Studio Thinking 3: The Real Benefits of Visual Arts Education
English
By (author): Ellen Winner Kimberly M. Sheridan Lois Hetland Mario R. Rossero Shirley Veenema
Studio Thinking 3 is a new edition of a now-classic text, a research-based account of teaching and learning in high school studio arts classes. It poses a framework that identifies eight habits of mind taught in visual arts and four studio structures by which they are taught. This expanded, full-color edition includes new material about how the framework has been used since the original study, with new perspectives from artist-teachers who currently apply the Studio Thinking Framework in their own practice. It also reviews how contemporary organizations, educators, and researchers outside the arts have utilized the framework, highlighting its flexibility to inform teaching and learning.
New chapters for Studio Thinking 3:
- Students as Contemporary Artists: Building Agency in the Studio highlights how studio teachers support learner autonomy, including the ability to create increasingly self-directed artworks.
- Artist-Teachers examines how artistic practices and teaching practices intertwine and how the Studio Thinking Framework can nurture the relationship between them.
- Assessment is a Conversation introduces the practical ways that teachers are using Studio Thinking to assess and evaluate students work, working processes, and thinking in the arts.

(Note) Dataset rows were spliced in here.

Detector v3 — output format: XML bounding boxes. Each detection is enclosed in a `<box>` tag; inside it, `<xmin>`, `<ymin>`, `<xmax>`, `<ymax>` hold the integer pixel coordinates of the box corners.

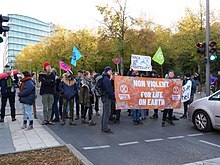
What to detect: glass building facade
<box><xmin>3</xmin><ymin>14</ymin><xmax>54</xmax><ymax>67</ymax></box>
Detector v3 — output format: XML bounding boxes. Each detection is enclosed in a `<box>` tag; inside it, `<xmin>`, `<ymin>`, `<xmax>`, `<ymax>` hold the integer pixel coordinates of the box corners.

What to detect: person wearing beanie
<box><xmin>0</xmin><ymin>64</ymin><xmax>18</xmax><ymax>122</ymax></box>
<box><xmin>180</xmin><ymin>73</ymin><xmax>196</xmax><ymax>119</ymax></box>
<box><xmin>39</xmin><ymin>62</ymin><xmax>56</xmax><ymax>125</ymax></box>
<box><xmin>18</xmin><ymin>71</ymin><xmax>35</xmax><ymax>130</ymax></box>
<box><xmin>59</xmin><ymin>70</ymin><xmax>77</xmax><ymax>125</ymax></box>
<box><xmin>44</xmin><ymin>62</ymin><xmax>51</xmax><ymax>69</ymax></box>
<box><xmin>101</xmin><ymin>66</ymin><xmax>116</xmax><ymax>133</ymax></box>
<box><xmin>75</xmin><ymin>69</ymin><xmax>85</xmax><ymax>120</ymax></box>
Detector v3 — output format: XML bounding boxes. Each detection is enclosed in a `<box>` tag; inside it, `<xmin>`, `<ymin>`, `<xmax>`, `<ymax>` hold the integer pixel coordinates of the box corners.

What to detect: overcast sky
<box><xmin>0</xmin><ymin>0</ymin><xmax>220</xmax><ymax>29</ymax></box>
<box><xmin>0</xmin><ymin>0</ymin><xmax>220</xmax><ymax>72</ymax></box>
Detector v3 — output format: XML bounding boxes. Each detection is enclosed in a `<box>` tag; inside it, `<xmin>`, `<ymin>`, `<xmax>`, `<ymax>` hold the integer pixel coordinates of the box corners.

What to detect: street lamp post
<box><xmin>206</xmin><ymin>0</ymin><xmax>210</xmax><ymax>96</ymax></box>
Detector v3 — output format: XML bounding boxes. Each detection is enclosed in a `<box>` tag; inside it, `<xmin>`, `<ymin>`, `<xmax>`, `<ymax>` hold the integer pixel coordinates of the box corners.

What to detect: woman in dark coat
<box><xmin>18</xmin><ymin>71</ymin><xmax>35</xmax><ymax>130</ymax></box>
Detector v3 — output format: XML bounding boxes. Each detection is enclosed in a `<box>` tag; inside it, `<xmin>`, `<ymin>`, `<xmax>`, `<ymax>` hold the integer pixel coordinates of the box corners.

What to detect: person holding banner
<box><xmin>180</xmin><ymin>73</ymin><xmax>196</xmax><ymax>119</ymax></box>
<box><xmin>101</xmin><ymin>66</ymin><xmax>116</xmax><ymax>133</ymax></box>
<box><xmin>128</xmin><ymin>67</ymin><xmax>143</xmax><ymax>125</ymax></box>
<box><xmin>79</xmin><ymin>71</ymin><xmax>96</xmax><ymax>126</ymax></box>
<box><xmin>75</xmin><ymin>70</ymin><xmax>84</xmax><ymax>120</ymax></box>
<box><xmin>39</xmin><ymin>62</ymin><xmax>56</xmax><ymax>125</ymax></box>
<box><xmin>0</xmin><ymin>65</ymin><xmax>18</xmax><ymax>122</ymax></box>
<box><xmin>150</xmin><ymin>70</ymin><xmax>158</xmax><ymax>119</ymax></box>
<box><xmin>59</xmin><ymin>70</ymin><xmax>77</xmax><ymax>125</ymax></box>
<box><xmin>161</xmin><ymin>70</ymin><xmax>175</xmax><ymax>127</ymax></box>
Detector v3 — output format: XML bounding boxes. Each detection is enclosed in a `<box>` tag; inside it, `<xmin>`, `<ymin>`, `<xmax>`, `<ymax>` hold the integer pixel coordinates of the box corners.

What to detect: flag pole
<box><xmin>161</xmin><ymin>65</ymin><xmax>163</xmax><ymax>78</ymax></box>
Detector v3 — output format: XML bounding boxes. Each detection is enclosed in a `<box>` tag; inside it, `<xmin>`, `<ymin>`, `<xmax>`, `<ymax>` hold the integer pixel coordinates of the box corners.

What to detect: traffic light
<box><xmin>196</xmin><ymin>43</ymin><xmax>205</xmax><ymax>55</ymax></box>
<box><xmin>209</xmin><ymin>41</ymin><xmax>217</xmax><ymax>61</ymax></box>
<box><xmin>0</xmin><ymin>14</ymin><xmax>10</xmax><ymax>43</ymax></box>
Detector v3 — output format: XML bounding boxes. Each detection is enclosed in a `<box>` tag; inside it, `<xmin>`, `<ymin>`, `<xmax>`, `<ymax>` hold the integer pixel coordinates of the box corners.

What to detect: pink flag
<box><xmin>59</xmin><ymin>60</ymin><xmax>71</xmax><ymax>71</ymax></box>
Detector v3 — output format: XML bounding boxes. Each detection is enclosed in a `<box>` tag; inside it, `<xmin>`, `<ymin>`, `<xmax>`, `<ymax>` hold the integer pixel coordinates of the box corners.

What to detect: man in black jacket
<box><xmin>39</xmin><ymin>62</ymin><xmax>56</xmax><ymax>125</ymax></box>
<box><xmin>101</xmin><ymin>66</ymin><xmax>115</xmax><ymax>133</ymax></box>
<box><xmin>0</xmin><ymin>65</ymin><xmax>18</xmax><ymax>122</ymax></box>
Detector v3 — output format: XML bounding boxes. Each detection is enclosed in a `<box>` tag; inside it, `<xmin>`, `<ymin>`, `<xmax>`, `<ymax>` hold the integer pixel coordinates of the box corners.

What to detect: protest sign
<box><xmin>115</xmin><ymin>76</ymin><xmax>182</xmax><ymax>109</ymax></box>
<box><xmin>182</xmin><ymin>80</ymin><xmax>192</xmax><ymax>102</ymax></box>
<box><xmin>131</xmin><ymin>54</ymin><xmax>152</xmax><ymax>71</ymax></box>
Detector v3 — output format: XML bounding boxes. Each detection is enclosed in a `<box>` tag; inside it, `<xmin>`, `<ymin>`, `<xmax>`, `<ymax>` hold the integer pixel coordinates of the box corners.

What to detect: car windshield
<box><xmin>209</xmin><ymin>91</ymin><xmax>220</xmax><ymax>101</ymax></box>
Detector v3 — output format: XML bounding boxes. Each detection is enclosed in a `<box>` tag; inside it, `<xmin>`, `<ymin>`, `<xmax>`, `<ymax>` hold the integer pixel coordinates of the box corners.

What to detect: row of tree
<box><xmin>15</xmin><ymin>1</ymin><xmax>220</xmax><ymax>82</ymax></box>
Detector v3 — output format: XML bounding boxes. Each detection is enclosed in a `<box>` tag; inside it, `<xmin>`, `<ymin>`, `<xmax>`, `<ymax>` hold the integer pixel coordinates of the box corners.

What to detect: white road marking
<box><xmin>184</xmin><ymin>158</ymin><xmax>220</xmax><ymax>165</ymax></box>
<box><xmin>168</xmin><ymin>136</ymin><xmax>184</xmax><ymax>140</ymax></box>
<box><xmin>187</xmin><ymin>133</ymin><xmax>204</xmax><ymax>137</ymax></box>
<box><xmin>145</xmin><ymin>139</ymin><xmax>163</xmax><ymax>143</ymax></box>
<box><xmin>199</xmin><ymin>140</ymin><xmax>220</xmax><ymax>148</ymax></box>
<box><xmin>83</xmin><ymin>145</ymin><xmax>111</xmax><ymax>150</ymax></box>
<box><xmin>118</xmin><ymin>141</ymin><xmax>139</xmax><ymax>146</ymax></box>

- Studio Thinking discusses how the Studio Thinking Framework has informed teaching and research in visual arts, theater, dance, music, arts integration, STEAM, and other contexts.
The first edition of this bestseller was featured in The New York Times and The Boston Globe for its groundbreaking research on the positive effects of art education on student learning across the curriculum. Studio Thinking 3 will help advocates explain arts education to policymakers, support art teachers in developing and refining their teaching and assessment practices, and assist educators in other disciplines to learn from existing practices in arts education.
Book Features:
- An explanation of art as thinking that unpacks and clarifies how teaching art is the process of teaching thinking.
- An account of what Studio Thinking looks like in diverse contemporary settings.
- Models of studio arts instruction that illuminate what educators are doing to support students learning in the arts and why they are doing it that way.
- Full-color images with examples of student art throughout the book.